Date/Time
Date(s) - March 30, 2019
10:00 am
Location
Gregory Allicar Museum of Art, University Center for the Arts
March 30 – April 4, 2019 | Robert W. Hoffert Learning Center
In collaboration with SoGES
Artist Statement:
The Color of Ice carries viewers on a journey of the imagination, traveling through over 200,000 years of earth’s past and between both poles. Along the way, logic and emotion, utility and beauty, science and art, and even space and time merge to one in an unexpected world of ice. The photographs of The Color of Ice demonstrate how a seemingly mundane object of the natural world cedes to the marvelous and the unpredictable when viewed in a new light. And yet with every light a shadow is cast, and we are reminded that the limitless bounds of the imagination remain in immutable ways tethered to a fragile physical world.
Ice, like photography, has the remarkable ability to stop time. Researchers have tapped into this phenomenon by drilling ice cores deep into the polar ice caps. Layer by layer, air bubbles trapped within the ice yield clues about earth’s ancient atmosphere. Until now, however, only a handful of researchers have ever seen such ice. This project breaks new ground by sharing never-before-seen photographs taken at the National Science Foundation Ice Core Facility in Denver, Colorado.

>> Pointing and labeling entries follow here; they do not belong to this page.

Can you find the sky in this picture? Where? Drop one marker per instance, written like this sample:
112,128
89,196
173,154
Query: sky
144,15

The Color of Ice presents paired photographs that travel through time and in which the intricate cracked textures of ancient ice captured in black and white yield to an unlikely and unprecedented explosion of pattern and color under polarized light. A product of science, this special light helps pinpoint the location of trapped air bubbles. Yet the resulting colors bear no scientific significance or value, and thus the cold logic and utility of science melts into the beautiful and the sublime.
Mimicking the powerful forces of glaciers that literally capture and compress time within their ice, a final image merges multiple photographs from this project into one, thereby capturing and compressing over 200,000 years into a single visual representation, erasing the very boundaries of time itself.